Re: can subqueries be executed first in SPARQL?

On Jun 16, 2016, at 2:36 PM, Peter F. Patel-Schneider <pfpschneider@gmail.com> wrote:
> 
> https://www.w3.org/TR/sparql11-query/#subqueries says
> 
> Due to the bottom-up nature of SPARQL query evaluation, the subqueries are
> evaluated logically first, and the results are projected up to the outer query.
> 
> I think that this is incorrect.  For example, in
> 
> SELECT ?x WHERE {
>  ?x :a :b .
>  FILTER EXISTS {
>    SELECT ?x WHERE { ?x :a :b } HAVING ( COUNT(*) = 1 )
>    }
>  }

I’m not sure this specific example makes sense. The subquery involves aggregation, but attempts to project a variable that is neither aggregated nor a part of a GROUP BY clause. The semantics of EXISTS variable substitution *might* give an intuitive answer because ?x will be replaced with a constant term during evaluation, but I believe the intention of §11.1 is for this to be a syntactic restriction.

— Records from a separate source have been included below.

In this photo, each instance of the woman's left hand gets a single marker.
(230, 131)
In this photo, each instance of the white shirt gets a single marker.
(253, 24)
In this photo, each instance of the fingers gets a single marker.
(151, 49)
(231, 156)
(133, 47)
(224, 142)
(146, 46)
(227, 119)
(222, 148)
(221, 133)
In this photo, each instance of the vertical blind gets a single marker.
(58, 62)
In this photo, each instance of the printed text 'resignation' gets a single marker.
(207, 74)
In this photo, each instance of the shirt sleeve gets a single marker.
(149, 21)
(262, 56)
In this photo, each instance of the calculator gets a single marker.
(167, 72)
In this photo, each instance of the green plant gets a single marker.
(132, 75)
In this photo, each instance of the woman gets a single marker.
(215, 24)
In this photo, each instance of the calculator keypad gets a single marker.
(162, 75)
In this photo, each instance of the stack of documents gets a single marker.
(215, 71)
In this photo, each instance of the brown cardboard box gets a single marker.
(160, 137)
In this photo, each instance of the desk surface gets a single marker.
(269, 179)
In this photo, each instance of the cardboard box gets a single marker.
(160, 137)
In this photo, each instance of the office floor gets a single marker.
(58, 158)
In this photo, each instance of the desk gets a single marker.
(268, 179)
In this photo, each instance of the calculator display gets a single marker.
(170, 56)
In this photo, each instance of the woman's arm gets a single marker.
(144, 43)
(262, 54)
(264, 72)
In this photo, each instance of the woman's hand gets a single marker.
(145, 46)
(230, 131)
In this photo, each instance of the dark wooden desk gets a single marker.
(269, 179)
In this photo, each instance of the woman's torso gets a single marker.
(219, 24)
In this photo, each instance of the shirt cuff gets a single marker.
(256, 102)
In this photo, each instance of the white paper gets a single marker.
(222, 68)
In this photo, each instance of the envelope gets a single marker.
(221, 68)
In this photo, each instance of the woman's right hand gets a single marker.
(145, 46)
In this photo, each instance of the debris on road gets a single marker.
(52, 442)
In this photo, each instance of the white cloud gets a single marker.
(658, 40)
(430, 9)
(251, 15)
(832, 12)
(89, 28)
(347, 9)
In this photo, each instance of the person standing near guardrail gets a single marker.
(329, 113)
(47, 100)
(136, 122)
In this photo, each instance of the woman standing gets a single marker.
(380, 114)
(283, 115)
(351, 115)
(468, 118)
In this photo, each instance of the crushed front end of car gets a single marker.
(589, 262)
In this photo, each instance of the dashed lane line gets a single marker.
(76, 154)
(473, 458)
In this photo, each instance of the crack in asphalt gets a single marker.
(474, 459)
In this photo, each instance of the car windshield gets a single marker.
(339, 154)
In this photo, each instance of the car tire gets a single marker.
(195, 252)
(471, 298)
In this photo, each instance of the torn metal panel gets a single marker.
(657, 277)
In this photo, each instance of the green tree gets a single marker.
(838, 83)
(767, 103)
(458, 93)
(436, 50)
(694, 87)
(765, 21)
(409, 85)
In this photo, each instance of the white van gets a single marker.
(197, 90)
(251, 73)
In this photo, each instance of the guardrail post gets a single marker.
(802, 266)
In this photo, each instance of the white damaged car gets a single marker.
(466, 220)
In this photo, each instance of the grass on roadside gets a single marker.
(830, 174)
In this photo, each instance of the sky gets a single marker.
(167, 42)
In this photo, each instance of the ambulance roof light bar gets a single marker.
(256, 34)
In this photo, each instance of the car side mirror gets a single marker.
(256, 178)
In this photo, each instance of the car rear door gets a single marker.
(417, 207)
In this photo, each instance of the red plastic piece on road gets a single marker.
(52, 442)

FWIW, Andy’s SPARQL validator seems happy to produce an algebra for your example query, but if you try to validate just the subquery, it’ll complain about a syntax error.

> The inner select is not even known until the bindings for ?x in the outer
> query have been determined because EXISTS uses substitution into the inner
> query.  (Whether that is a good idea or not is a separate issue.)
> 
> I ran into this issue when reading https://scirate.com/arxiv/1606.01441
> I believe that the sentence I quote above is the one that the authors indicate
> that Fuseki and Blazegraph are using to support their implementation of
> subqueries inside EXISTS.
> 
> 
> I suggest that there be an erratum removing this sentence.


The wording here is a bit awkward, but I believe the subquery evaluation is still occurring first *within the context of the evaluating the EXISTS pattern*. For example, had your filter clause looked like:

?x :a :b .
FILTER EXISTS {
 ?x ?y ?z
 SELECT ?x WHERE { ?x :a :b } HAVING ( COUNT(*) = 1 )
}

then the sub-query would be evaluated before the 1-triplepattern BGP {?x ?y ?z} that it joins with, but after {?x :a :b} is evaluated and the ?x variables are substituted in the EXISTS pattern body.